Consider a common scenario in which the level of a morphogen decays from the maximal level at the point of morphogen production to the basal level at the position most distant from the peak of the gradient. As a practical definition of the spatial range of a gradient, we propose to use the distance from the peak value at which the level of the measured signal first becomes indistinguishable from the baseline.
This position can be estimated as follows. First, by measuring morphogens gradients in a collection of embryos, one can construct an empirical distribution function for the morphogen levels at multiple positions within the tissue. Second, based on these distribution functions, one can compare the mean of the morphogen level at a specific location to the baseline value. The larger the distance between from the position of the peak of the gradient, the smaller is the difference from the baseline value. The range is defined is the largest distance at which the means of the two distributions (at a current position and at the position most distant from the peak) are different from each other.

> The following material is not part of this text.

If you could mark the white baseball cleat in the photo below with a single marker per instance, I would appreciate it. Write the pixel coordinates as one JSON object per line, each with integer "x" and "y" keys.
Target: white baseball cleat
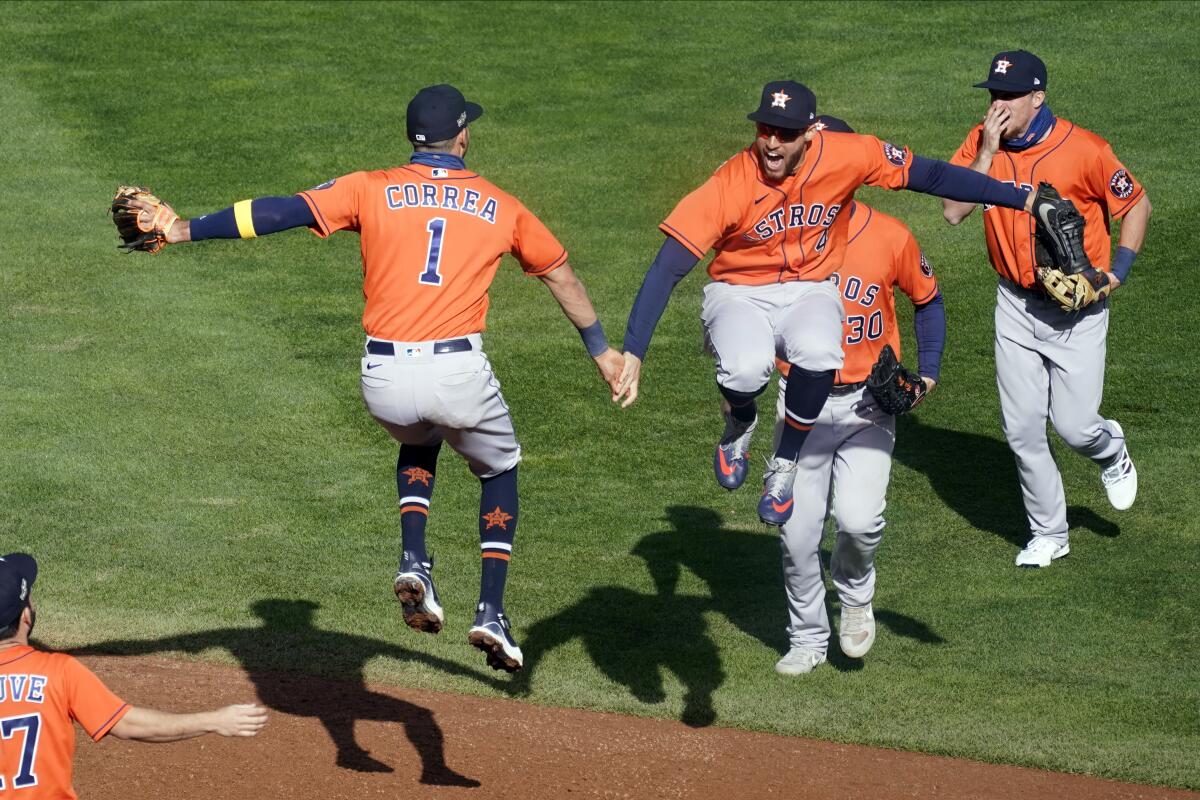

Clearly, this definition of the range leads to an estimate that is affected by the variability in the analyzed dataset. The larger the variability, the smaller is the estimated range. Since some sources of the observed variability come from the experimental procedure, such as uncertainty associated with determining the developmental stage, our estimate for the range is conservative. In other words, the true range of the gradient is actually larger than that predicted by our analysis.
Following this procedure, the range of the nuclear Dorsal gradient is estimated around 2/3 of the dorsoventral axis. As an independent estimate for the range of this gradient, we characterized the spatial extent of its transcriptional effects. For this, we use short gastrulation (sog), a well-studied transcriptional target of Dorsal and quantified the spatial pattern of its expression within the tissue. Remarkably, the spatial extent of sog expression came out to be very close to our estimate of the spatial range of Dorsal, which acts as a direct regulator of sog.
One of the main outcomes of our studies is the conclusion about the size of the dataset needed to estimate of the range of a spatially distributed signal. An accurate estimate can be obtained based on a dataset from ~40 embryos, which is within the reach for a large number of experimental systems. When combined with the fact that our computational procedures are easy to implement and require only the basic knowledge of statistics, we expect that our approach should be applicable in multiple developmental events controlled by morphogen gradients.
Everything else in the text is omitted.